John Hillier has been an audiologist for nine years and really enjoys the work he does at the Janeway Children’s Health and Rehabilitation Centre, with both children and adults. “Everyone wants to be heard and understood,” says John. “Most of us take for granted the basic human ability to communicate – to understand, and be understood – but for some people communicating is a real challenge.”
In many cases, these challenges have intensified this past year as mask wearing and physical distancing has become the new norm. Added to that, are the physical barriers such as Plexiglas that provide protection, but unfortunately also serve as a sound barrier for some.
Studies show that people, especially those with hearing loss, pay close attention to a speaker’s mouth (lip reading) to follow conversational speech. “Simple communication clues like facial expression, and the tone of our voices are lost with mask wearing,” he says.
It is estimated that over 15 per cent of all adults in North America have some type of hearing loss. This number increases dramatically as adults age, with over 50 per cent aged 75 years or older experiencing some form of hearing loss.
In addition to the impact that masks have on people with hearing loss, masks can also pose challenges for individuals who experience verbal communication difficulty, such as those who’ve had a stroke.
“We had a lovely client come to see us,” John explains. “He had a stroke a few years ago and is doing really well, but his speech was impacted. Normally I have no problem communicating with him but now his mask muffles his speech and makes conversation during our appointments challenging.”
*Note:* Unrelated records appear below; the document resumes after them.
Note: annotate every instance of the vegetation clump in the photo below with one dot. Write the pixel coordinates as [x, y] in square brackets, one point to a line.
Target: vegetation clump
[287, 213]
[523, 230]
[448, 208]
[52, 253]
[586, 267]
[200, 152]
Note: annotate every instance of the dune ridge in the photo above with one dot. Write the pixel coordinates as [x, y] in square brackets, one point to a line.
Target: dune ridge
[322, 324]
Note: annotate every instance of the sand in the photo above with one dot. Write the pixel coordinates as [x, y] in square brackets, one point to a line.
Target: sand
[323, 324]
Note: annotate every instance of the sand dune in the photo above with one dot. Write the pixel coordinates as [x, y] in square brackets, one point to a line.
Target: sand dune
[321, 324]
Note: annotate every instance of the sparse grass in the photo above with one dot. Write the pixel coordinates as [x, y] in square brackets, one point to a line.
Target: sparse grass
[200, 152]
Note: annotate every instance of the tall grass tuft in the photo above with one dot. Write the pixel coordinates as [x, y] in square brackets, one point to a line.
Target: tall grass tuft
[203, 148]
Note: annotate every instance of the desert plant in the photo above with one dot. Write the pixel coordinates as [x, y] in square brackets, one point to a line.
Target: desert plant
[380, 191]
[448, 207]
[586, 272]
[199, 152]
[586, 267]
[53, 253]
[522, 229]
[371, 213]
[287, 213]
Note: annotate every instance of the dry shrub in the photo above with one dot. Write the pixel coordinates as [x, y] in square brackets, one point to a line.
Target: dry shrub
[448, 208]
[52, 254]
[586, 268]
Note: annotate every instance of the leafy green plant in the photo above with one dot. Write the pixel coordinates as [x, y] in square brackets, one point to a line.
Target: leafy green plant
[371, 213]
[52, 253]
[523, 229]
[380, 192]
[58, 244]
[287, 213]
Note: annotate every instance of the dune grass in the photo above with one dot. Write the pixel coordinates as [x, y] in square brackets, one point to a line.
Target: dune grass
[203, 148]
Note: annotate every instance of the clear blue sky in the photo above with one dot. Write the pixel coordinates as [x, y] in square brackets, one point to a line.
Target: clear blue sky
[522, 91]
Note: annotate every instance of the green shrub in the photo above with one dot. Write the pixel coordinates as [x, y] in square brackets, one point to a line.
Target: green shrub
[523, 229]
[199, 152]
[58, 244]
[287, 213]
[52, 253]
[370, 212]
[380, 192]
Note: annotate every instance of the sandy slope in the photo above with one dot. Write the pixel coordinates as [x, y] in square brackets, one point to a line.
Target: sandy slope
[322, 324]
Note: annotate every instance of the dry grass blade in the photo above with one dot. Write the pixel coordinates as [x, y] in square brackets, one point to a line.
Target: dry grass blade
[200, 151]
So, what can we do to keep the lines of communication open?
As communication professionals, audiologists and speech-language pathologists have the following advice:
• Be sure you have the attention of your communication partner before you speak.
• Make sure you turn to face them, ensuring there is nothing blocking your view of each other.
• Speak a little more slowly and slightly louder but do not shout or exaggerate your speech.
• Use your eyes, hands, and body movements to add more information to your speech.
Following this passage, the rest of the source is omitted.